That was war and everyone was afraid of the Yellow Peril.
War on Drugs, War on Terror, War in Iraq, War in Afghanistan, and drug war in Mexico edging across our southern border. To top it all off, Al Qaeda, the Taliban and Latin/South American drug cartels (which American civi gunshops have wrongly been portrayed as supplying) have been well groomed by the media as the new "Yellow Peril."
And overturning a ruling becomes moot once the people are released. However, the Civil Liberties Act of 1988 granted restitution to surviving internees.

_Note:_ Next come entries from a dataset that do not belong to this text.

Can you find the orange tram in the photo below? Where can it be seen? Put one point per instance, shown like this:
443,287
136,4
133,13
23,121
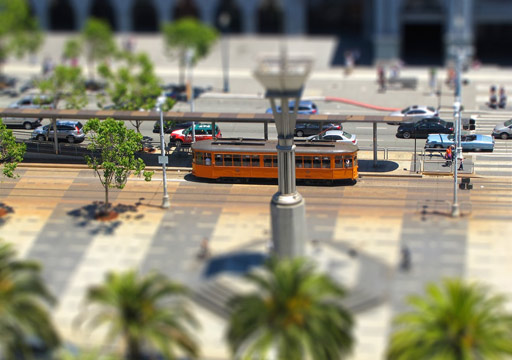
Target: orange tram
257,158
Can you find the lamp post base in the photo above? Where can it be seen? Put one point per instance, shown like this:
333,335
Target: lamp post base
288,228
165,202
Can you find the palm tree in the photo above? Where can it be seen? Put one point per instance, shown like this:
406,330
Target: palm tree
144,312
295,313
453,321
24,302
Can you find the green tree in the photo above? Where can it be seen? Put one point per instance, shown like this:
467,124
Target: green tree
146,313
24,301
113,147
133,86
453,321
98,41
295,313
11,152
19,32
66,83
184,34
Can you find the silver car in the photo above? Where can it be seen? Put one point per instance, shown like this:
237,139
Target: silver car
503,130
415,112
28,102
72,131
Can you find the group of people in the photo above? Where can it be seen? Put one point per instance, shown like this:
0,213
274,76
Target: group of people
497,100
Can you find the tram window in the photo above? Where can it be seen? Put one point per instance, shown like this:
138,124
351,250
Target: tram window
255,160
308,161
317,162
267,160
298,161
237,160
218,160
326,162
338,162
228,160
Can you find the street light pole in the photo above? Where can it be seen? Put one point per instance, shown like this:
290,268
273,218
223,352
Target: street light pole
457,122
284,79
224,22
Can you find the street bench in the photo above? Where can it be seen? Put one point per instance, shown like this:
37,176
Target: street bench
403,82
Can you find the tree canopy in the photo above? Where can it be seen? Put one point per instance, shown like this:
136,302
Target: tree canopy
147,312
11,152
113,149
188,33
453,321
24,301
19,32
295,313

Reagan signed the law which also apologized to internees.
How does the release of the Japanese, monetary restitution and apology make moot the current existence of intact case law and precedent that says the President can imprison innocent U.S. citizens and foreign nationals?
I think this sort of thing would be more difficult to enact today, and still more difficult to enforce.
All it takes is a sitting president being willing to only have one term (or is already in their second term) to sign such an Executive Order, and the approximately one quarter of the U.S. military (by sampling) willing to execute such an order. You may not have meant it in such a way, but your posting strikes me as sticking ones head in the sand saying "no, it's different now, they would never be able or want to do that." As it sits, there is no current legal obstacle to another 9066 being put into effect so long as it doesn't single out a Protected Class(c).